Zhou Zhi, Sorensen Staci, Zeng Hongkui, Hawrylycz Michael, Peng Hanchuan
Allen Institute for Brain Science, Seattle, WA, USA.
Neuroinformatics. 2015 Apr;13(2):153-66. doi: 10.1007/s12021-014-9249-y.
It is important to digitally reconstruct the 3D morphology of neurons and brain vasculatures. A number of previous methods have been proposed to automate the reconstruction process. However, in many cases, noise and low signal contrast with respect to the image background still hamper our ability to use automation methods directly. Here, we propose an adaptive image enhancement method specifically designed to improve the signal-to-noise ratio of several types of individual neurons and brain vasculature images. Our method is based on detecting the salient features of fibrous structures, e.g. the axon and dendrites combined with adaptive estimation of the optimal context windows where such saliency would be detected. We tested this method for a range of brain image datasets and imaging modalities, including bright-field, confocal and multiphoton fluorescent images of neurons, and magnetic resonance angiograms. Applying our adaptive enhancement to these datasets led to improved accuracy and speed in automated tracing of complicated morphology of neurons and vasculatures.

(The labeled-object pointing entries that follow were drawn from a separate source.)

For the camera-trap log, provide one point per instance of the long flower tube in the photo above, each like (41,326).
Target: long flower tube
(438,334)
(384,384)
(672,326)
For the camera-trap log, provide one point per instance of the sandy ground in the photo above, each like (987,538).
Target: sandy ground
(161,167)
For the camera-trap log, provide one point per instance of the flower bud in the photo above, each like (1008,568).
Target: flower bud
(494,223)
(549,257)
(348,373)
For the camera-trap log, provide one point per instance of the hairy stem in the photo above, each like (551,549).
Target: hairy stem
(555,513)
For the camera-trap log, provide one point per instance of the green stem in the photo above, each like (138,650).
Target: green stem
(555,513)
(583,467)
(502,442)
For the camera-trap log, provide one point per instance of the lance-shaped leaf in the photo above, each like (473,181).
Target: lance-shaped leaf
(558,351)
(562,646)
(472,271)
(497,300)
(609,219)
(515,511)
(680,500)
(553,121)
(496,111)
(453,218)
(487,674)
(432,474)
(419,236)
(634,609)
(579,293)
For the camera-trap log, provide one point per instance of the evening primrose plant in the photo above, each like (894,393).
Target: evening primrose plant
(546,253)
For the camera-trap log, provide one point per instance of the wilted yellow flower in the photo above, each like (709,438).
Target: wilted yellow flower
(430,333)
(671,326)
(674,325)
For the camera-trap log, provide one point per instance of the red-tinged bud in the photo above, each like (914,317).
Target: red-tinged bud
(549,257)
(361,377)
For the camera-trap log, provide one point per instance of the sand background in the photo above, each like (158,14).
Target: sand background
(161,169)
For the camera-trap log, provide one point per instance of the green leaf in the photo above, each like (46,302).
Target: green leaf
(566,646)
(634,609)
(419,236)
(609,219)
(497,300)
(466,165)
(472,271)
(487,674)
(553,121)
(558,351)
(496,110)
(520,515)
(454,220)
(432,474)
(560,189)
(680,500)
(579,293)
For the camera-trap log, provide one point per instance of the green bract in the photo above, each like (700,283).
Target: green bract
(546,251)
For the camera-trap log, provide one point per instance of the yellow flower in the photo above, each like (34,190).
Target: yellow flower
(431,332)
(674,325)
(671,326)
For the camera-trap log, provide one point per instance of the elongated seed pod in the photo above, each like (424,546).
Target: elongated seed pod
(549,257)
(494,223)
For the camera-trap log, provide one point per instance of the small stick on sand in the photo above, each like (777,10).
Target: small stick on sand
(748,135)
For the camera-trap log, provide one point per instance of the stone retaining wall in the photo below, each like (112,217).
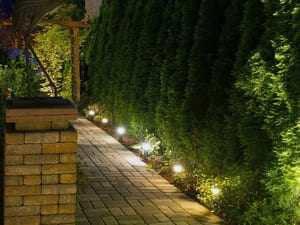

对神经元和脑脉管系统的三维形态进行数字重建非常重要。之前已经提出了许多方法来实现重建过程的自动化。然而,在很多情况下,相对于图像背景的噪声和低信号对比度仍然阻碍了我们直接使用自动化方法的能力。在此,我们提出一种自适应图像增强方法,该方法专门设计用于提高几种类型的单个神经元和脑脉管系统图像的信噪比。我们的方法基于检测纤维结构(如轴突和树突)的显著特征,并结合对检测到这种显著性的最佳上下文窗口的自适应估计。我们针对一系列脑图像数据集和成像模态测试了该方法,包括神经元的明场、共聚焦和多光子荧光图像以及磁共振血管造影。将我们的自适应增强应用于这些数据集,提高了自动追踪神经元和脉管系统复杂形态的准确性和速度。